Step 1: Start with the First Element

We set both current_sum and max_sum to the first element. This is important because the array may contain only negative numbers.

Step 2: Loop Through the Array

Starting from the second element, we check whether it is better to start a new subarray or continue the previous subarray.

Step 3: Update Current Sum

current_sum = max(current_number, current_sum + current_number)

This line chooses the better option between starting fresh and continuing the previous subarray.

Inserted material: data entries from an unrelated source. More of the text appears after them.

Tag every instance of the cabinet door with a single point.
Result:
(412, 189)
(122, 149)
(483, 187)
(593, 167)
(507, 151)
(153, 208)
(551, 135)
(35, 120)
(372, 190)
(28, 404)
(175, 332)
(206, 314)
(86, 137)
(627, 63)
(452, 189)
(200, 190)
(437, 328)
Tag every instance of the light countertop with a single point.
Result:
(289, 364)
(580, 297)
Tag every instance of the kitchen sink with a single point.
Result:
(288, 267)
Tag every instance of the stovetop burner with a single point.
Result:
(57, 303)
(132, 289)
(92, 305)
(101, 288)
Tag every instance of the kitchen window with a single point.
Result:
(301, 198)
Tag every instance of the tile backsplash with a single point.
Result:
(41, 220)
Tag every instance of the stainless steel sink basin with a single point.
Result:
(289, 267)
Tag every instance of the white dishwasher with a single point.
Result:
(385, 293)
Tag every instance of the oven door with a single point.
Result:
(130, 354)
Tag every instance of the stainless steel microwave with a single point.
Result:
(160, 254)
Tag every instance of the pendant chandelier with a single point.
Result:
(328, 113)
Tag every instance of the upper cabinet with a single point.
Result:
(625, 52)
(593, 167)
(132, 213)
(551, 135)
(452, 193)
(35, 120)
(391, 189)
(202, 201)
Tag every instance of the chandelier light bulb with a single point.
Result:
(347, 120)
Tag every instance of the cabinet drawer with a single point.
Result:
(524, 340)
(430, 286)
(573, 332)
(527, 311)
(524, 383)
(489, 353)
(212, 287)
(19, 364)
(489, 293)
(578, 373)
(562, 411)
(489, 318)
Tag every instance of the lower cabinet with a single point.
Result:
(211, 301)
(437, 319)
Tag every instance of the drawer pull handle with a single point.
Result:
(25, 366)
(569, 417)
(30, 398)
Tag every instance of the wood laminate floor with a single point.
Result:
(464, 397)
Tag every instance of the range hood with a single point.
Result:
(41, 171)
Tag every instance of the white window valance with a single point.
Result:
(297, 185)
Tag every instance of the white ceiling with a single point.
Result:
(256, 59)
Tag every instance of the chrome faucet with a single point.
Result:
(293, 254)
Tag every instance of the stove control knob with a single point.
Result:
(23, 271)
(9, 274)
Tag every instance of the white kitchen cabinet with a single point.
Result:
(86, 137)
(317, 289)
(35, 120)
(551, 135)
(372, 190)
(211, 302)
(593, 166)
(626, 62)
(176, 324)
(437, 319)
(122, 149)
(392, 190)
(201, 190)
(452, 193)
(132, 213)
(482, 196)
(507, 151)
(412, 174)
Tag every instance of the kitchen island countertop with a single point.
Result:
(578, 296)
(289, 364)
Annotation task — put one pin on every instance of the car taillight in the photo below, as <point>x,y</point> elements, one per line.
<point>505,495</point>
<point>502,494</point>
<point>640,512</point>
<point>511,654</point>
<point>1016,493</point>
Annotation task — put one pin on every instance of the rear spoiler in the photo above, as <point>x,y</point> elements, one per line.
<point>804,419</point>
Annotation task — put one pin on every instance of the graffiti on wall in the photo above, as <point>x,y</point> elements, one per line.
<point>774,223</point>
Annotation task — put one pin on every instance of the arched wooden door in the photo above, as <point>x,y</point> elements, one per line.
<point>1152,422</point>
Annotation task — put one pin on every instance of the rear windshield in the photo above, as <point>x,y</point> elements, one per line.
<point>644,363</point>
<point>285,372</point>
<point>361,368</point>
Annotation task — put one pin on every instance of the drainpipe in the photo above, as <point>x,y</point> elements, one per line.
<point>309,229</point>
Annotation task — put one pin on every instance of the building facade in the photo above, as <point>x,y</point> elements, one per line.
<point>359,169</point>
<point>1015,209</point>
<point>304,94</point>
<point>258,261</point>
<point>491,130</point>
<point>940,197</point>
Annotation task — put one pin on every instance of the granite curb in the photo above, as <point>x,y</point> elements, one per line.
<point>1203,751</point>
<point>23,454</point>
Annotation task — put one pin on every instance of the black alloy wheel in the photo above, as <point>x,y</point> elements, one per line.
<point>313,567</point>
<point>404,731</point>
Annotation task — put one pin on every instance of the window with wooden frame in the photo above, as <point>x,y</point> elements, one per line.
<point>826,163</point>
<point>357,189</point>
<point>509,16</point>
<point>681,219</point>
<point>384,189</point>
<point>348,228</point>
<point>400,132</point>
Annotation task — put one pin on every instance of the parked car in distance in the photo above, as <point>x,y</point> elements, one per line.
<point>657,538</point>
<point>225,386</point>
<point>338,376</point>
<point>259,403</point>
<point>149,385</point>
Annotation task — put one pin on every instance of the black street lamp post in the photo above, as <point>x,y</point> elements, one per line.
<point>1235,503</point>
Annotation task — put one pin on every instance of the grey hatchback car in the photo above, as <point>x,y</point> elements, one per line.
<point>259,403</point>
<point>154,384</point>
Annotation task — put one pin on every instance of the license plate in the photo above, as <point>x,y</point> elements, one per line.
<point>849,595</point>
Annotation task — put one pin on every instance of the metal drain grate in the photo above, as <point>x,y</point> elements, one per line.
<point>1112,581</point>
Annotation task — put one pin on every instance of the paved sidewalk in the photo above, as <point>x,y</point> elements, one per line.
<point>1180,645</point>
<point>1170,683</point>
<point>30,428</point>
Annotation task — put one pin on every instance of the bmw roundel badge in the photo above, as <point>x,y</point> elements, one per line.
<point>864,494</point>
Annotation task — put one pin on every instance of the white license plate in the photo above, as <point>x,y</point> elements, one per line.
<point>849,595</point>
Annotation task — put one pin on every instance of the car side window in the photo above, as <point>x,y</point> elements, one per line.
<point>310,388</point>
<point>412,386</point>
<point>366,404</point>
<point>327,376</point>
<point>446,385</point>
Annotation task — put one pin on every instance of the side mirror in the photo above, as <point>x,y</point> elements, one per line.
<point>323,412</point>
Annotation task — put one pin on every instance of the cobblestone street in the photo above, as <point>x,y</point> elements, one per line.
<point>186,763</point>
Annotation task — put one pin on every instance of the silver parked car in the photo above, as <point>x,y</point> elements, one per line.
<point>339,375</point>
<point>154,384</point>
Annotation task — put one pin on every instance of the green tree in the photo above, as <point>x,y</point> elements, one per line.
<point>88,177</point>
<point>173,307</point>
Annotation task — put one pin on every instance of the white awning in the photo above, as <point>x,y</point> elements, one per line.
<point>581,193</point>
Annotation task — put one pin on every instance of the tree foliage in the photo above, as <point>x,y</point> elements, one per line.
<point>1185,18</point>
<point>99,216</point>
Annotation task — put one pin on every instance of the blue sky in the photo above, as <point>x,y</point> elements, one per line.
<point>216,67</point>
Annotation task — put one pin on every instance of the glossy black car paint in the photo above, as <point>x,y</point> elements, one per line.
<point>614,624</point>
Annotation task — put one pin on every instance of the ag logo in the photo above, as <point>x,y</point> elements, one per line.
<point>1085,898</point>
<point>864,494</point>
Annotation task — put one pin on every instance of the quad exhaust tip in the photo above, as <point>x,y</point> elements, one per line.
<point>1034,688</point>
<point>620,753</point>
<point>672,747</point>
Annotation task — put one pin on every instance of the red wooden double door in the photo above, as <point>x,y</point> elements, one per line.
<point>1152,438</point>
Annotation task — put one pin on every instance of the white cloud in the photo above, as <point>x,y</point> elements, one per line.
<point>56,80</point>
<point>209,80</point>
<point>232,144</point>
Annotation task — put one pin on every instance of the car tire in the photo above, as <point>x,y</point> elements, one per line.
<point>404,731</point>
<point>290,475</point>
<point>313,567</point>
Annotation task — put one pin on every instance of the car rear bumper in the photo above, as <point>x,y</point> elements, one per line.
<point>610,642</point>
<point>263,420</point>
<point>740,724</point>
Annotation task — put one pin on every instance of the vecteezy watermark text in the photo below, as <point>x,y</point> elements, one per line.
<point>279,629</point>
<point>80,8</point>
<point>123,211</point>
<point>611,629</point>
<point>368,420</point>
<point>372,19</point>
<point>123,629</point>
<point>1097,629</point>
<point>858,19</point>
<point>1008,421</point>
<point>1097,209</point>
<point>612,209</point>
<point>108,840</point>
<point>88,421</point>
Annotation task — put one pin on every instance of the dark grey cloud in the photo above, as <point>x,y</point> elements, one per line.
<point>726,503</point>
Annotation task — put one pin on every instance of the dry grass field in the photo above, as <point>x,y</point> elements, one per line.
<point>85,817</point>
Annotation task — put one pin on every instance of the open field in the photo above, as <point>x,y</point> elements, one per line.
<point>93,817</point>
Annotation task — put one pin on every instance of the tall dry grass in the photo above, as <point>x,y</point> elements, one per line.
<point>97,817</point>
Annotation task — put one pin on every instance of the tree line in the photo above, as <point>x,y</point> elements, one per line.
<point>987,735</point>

Step 4: Update Maximum Sum

max_sum = max(max_sum, current_sum)

This line stores the best answer found so far.

Step 5: Return the Answer

After the loop ends, max_sum contains the largest subarray sum.

Output for the Examples

Example 1 Output:
15

Example 2 Output:
-1

Time and Space Complexity

  • Time Complexity: O(n)
  • Space Complexity: O(1)

The algorithm is fast because it visits each element only once. It also does not use any extra array.

Key Points to Remember

  • A subarray must be continuous.
  • Kadane's Algorithm solves the problem in one loop.
  • current_sum stores the best sum ending at the current index.
  • max_sum stores the best answer found so far.
  • This solution works even when all numbers are negative.

Conclusion

The maximum subarray sum problem can be solved efficiently using Kadane's Algorithm. Instead of checking all possible subarrays, we make the best decision at every index.

This method is simple, fast, and commonly used in coding interviews. It works in O(n) time and uses only O(1) extra space.